= Epworth League =

Methodist young adult association

Founded in 1889, the Epworth League is a Methodist young adult association for people aged 18 to 35. It had its beginning in Cleveland, Ohio, at its Central Methodist Church on May 14 and 15, 1889. There was also a Colored Epworth League.

Before then, as many as five young people's organizations existed in the Methodist Episcopal church, such as the Methodist Alliance, claiming 20,000 members in 1883; the Oxford League, organized at the Methodist Centennial Conference with a large chapter at Central Methodist Church; and the Young People's Christian League.

After discussions of a merger into a single body, 27 people gathered at Central Methodist to form the Epworth League and adopted a modified version of the constitution of the Oxford League and the motto of the Young People's Christian League, "Look Up, Lift Up." The league, which soon spread worldwide, divided its social service into six departments: Spiritual Life, Social Work, Literary Work, Correspondence, Mercy and Help, and Finance. Local chapters organized Fresh Air Work (day camps for city children), literary events, lecture series, and fellowship gatherings.

At its conception, the purpose of the League was the promotion of intelligent and vital piety among the young people of the Church:
To encourage and cultivate Christ-centered character in young adults around the world through community building, missions, and spiritual growth.
 The League takes its name from the village of Epworth in Lincolnshire, England, the birthplace of John Wesley and Charles Wesley. Its members are known as Epworthians.

==Historical growth==

Within 10 years of its founding, the League claimed over 1.75 million members in 19,500 chapters internationally. The League existed in both the Northern and Southern branches of the Methodist Episcopal denomination and also in the Methodist Church of Canada. The headquarters of the Northern League was in Chicago and its organ was the Epworth Herald. The organ of the Southern branch was the Epworth Era, published monthly at Nashville, Tenn.
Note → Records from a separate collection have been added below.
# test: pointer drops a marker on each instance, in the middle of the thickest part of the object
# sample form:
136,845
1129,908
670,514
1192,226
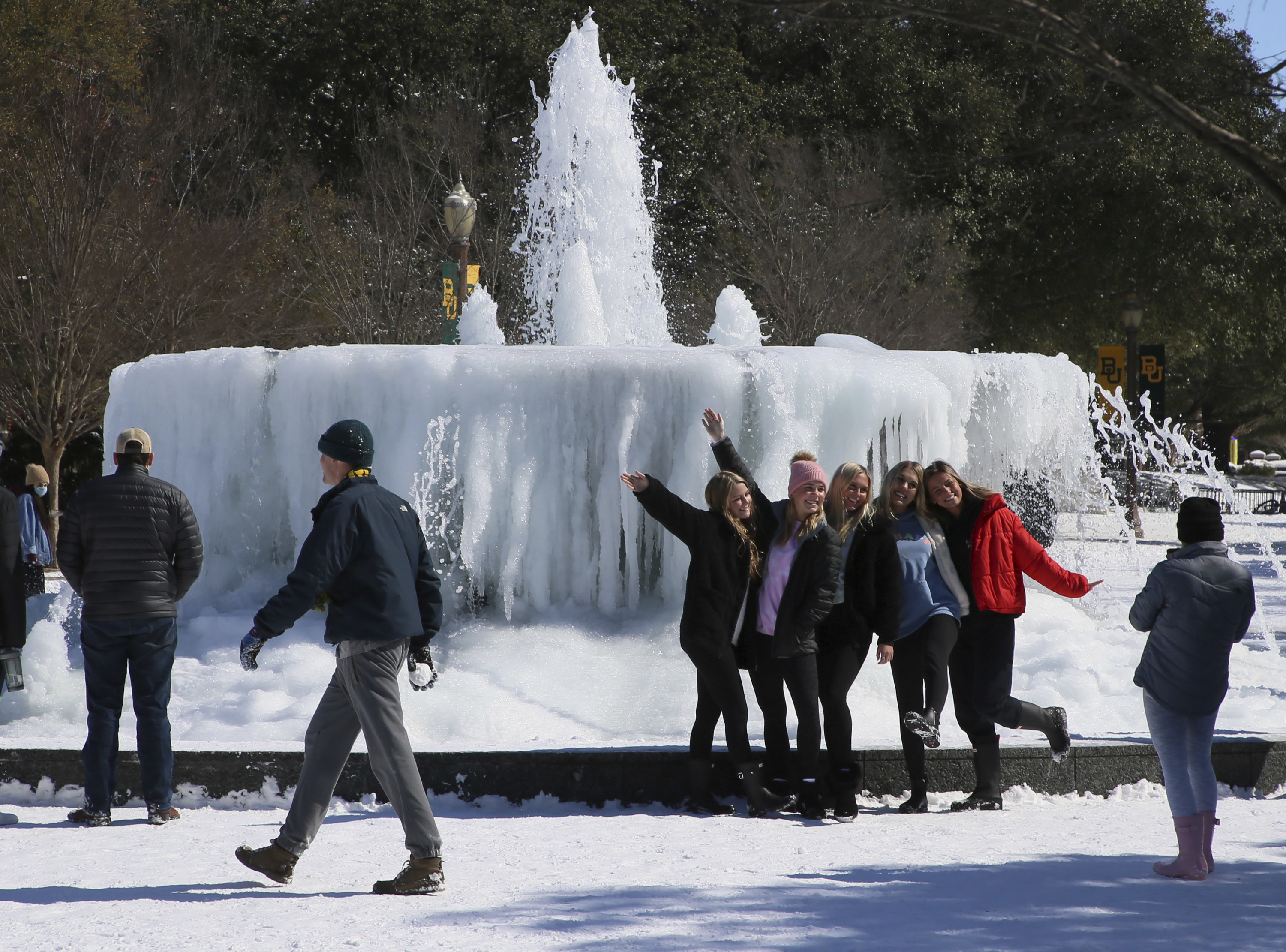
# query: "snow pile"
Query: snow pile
587,186
736,322
479,319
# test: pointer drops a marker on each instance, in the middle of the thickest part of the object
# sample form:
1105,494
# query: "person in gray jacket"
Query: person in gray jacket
1195,607
367,554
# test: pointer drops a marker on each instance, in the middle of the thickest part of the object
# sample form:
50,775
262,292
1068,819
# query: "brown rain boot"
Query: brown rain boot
418,878
273,861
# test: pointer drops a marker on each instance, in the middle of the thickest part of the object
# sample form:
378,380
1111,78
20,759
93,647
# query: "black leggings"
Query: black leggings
719,693
799,675
983,676
920,679
838,666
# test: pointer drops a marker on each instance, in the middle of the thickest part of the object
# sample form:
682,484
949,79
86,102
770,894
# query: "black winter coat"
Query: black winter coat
129,545
368,554
13,594
718,574
811,586
872,590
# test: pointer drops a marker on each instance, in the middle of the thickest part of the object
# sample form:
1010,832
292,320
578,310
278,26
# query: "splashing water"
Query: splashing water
587,186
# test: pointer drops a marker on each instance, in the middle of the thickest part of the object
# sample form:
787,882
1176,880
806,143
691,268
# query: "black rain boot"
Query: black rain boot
987,788
1052,722
811,799
760,802
700,799
919,799
924,726
845,783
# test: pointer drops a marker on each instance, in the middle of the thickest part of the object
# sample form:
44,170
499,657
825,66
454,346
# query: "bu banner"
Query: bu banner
1151,373
451,303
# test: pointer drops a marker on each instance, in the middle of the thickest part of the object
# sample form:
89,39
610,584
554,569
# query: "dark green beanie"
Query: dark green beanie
350,441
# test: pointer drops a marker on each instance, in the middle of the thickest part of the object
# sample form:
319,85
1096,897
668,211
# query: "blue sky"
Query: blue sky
1263,20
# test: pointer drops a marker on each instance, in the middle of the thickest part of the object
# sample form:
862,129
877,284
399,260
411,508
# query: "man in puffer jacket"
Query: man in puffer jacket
1196,605
129,546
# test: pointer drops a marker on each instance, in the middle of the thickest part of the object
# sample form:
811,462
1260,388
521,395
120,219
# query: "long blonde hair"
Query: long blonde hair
719,492
840,519
940,467
807,526
884,506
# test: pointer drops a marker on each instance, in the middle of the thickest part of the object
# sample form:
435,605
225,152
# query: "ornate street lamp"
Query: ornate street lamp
1132,315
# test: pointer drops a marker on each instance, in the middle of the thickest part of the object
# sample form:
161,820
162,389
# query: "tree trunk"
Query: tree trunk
53,463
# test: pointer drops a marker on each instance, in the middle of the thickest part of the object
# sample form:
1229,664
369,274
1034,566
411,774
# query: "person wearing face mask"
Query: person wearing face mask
34,519
778,635
726,560
992,553
866,601
933,603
The membership of the Senior branch in the Methodist Episcopal Church North in 1913 was 593,465, and of the junior branch 218,509. In the Methodist Episcopal Church, South there were 3846 chapters of the league, with 133,797 members.

==Modern era==
The original Epworth League existed from 1889 to 1939. After denominational mergers among Methodists in the 1930s, the Epworth League became known as the Methodist Youth Fellowship; it survived in 1994 as the United Methodist Youth Fellowship.

==Publications==

- Bacon and Northrup, Young People's Societies (New York, 1900)
- The Methodist Year Book
- Dan B. Brummett, Epworth League Methods (New York, 1906)

==In popular culture==

- In The Music Man, set in 1912 Iowa, teenager Zaneeta Shinn declines a date because "it's Epworth League night".
- In All the King's Men, by Robert Penn Warren, the protagonist describes the blandness of the column he is hired to write by reference to the Epworth League.
- In Against the Day by Thomas Pynchon, a saucy secretary tells St. Cosmo, who has entered the office after-hours, that "'this [place] ain't the Epworth League.'"
- In Sherwood Anderson's short story/Winesburg, Ohio piece titled "Adventure," the self-stifled heroine Alice, "who could not have understood the growing modern idea of a woman's owning herself and giving and taking for her own ends in life," joins the Winesburg Methodist Church and every "Sunday evening attended a meeting of an organization called The Epworth League."
- In Dawn Powell's 1944 novel, My Home is Far Away, Epworth League meetings are one of the few social gatherings deemed acceptable for the main character, an adolescent girl, and her two sisters.
- In the 1934 W. C. Fields movie It's a Gift, when Amelia Bissonette tells her husband Harold that his Uncle Bean has died, she says, "It seemed he was getting better, but he attended the Epworth League picnic, and he choked to death eating an orange."
- In Across the River and into the Trees, by Ernest Hemingway, the colonel describes General Eisenhower as "strictly the Epworth League."
- In The Chill by Ross Macdonald, drunken Bridget Perrine bids farewell to Lew Archer with "See you at the Epworth League."
- "That remark of yours was pos'tively Epworth Leaguish." Philo Vance, in The Benson Murder Case, by S. S. VanDine.
- In The League of Frightened Men, by Rex Stout, Archie Goodwin remarks "I’m just waiting to see you and Nero Wolfe and the Epworth League prove it on him."